Unveiled in July, the framework will impose financial penalties on both retailers and issuers for repeated attacks. These will be based on a 20 basis points breach trigger threshold that is backed up by a dollar limit of $50,000 in online fraud per quarter.
The $50,000 ceiling will undoubtedly create concern among online retailers which are the most hit by scammers using stolen card details, a major cost to their business. Coupled with research from Auta, which revealed 62 per cent of surveyed merchants reported false decline rates have increased over the past two years, for some merchants this must feel like a war on two fronts.
To avoid being hit by both fraud and regulatory penalties, it would not be surprising to see retailers become more zealous in their efforts to weed out the scammers. However, by doing so they face the short term costs of false declines and the potential long-term effects of genuine customers being left angry and disgruntled whose cards have been mistakenly flagged as suspect.

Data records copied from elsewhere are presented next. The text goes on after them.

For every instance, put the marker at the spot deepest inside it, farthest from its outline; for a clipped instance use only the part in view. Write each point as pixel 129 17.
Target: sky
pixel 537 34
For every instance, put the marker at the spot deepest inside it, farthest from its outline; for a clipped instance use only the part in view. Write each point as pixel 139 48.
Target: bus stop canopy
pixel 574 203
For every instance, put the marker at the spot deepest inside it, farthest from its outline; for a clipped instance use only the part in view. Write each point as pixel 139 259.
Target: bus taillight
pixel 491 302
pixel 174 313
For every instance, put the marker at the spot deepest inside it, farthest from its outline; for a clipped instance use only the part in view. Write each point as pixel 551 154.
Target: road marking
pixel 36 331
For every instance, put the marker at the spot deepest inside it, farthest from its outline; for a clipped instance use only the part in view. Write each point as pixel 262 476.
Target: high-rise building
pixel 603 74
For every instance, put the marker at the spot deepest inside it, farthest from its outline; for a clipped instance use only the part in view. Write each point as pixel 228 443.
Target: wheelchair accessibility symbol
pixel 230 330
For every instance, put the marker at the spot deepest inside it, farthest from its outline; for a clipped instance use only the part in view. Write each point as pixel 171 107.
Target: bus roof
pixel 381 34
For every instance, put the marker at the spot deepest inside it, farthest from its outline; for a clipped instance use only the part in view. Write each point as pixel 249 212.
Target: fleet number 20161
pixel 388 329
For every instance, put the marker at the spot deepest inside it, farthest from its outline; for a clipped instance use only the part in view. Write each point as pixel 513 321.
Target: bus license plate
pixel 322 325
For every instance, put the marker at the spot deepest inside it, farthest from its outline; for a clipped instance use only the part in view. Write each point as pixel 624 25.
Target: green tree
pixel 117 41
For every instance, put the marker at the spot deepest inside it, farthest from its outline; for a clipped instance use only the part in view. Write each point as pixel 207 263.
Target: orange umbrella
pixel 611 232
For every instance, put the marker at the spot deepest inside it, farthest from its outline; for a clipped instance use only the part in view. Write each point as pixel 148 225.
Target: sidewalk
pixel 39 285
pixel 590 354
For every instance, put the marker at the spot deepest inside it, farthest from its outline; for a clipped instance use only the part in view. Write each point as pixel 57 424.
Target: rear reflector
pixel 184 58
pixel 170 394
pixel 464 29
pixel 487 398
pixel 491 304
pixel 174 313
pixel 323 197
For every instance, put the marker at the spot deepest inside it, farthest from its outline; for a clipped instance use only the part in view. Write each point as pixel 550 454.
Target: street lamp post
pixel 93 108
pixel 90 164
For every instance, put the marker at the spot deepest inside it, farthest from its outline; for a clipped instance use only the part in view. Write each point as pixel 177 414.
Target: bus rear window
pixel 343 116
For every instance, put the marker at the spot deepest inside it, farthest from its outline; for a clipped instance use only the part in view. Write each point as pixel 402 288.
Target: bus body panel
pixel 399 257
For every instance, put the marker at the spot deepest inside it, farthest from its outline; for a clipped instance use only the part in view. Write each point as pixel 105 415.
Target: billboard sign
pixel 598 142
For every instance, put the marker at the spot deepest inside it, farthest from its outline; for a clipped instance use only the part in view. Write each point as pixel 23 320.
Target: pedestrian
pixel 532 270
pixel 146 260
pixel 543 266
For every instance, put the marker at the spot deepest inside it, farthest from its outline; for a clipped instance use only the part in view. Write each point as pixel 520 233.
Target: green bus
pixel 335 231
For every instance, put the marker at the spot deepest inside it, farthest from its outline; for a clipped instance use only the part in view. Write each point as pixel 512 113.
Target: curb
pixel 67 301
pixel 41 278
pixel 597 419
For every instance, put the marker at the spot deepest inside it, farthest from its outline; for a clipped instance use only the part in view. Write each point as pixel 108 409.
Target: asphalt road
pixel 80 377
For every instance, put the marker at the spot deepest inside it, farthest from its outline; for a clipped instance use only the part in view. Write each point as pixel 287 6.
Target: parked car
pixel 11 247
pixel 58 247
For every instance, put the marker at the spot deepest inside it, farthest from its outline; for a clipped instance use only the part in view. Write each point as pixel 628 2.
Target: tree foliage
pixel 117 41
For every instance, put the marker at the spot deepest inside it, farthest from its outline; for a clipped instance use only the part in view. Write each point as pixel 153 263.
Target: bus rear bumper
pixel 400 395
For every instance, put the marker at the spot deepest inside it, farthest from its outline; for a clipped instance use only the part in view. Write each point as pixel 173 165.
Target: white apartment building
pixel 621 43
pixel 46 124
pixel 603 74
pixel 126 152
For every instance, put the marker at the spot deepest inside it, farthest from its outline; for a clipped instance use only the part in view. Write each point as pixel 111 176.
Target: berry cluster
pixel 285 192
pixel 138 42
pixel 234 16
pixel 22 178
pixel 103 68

This is something merchants cannot afford to spiral, especially given another element of AusPayNet’s framework. If the merchant thresholds are breached for two subsequent quarters, the merchant will be compelled to perform multi-factor authentication on all transactions until their fraud rate falls.
Although not perfect, AusPayNet’s framework marks a significant milestone against CNP fraud, especially in terms of giving consumers greater protection. While for businesses the battle is far from over, there are a number of steps merchants can do to improve customers’ experience and mitigate the effects of false declines.
These include measuring consumers’ second purchase attempts after a false decline that do not result in a chargeback. This means merchants can assess whether it is likely or not that a false decline was behind the original transaction.
Merchants can also use control groups to understand what legitimate customer behaviour looks like compared to fraudulent activity, and they can fine-tune their fraud management accordingly.
Fraud prevention is no easy task, but merchants must review online payments internally or through a third party to protect their profits and reputations amid a landscape of tighter scrutiny and regulation in Australia.
There is a balance to strike with which merchants choose to prioritise you must, of course, consider the resources available to you. But if prevention becomes costlier than the effects, then surely it is worth it for any online retailer to take the problem seriously.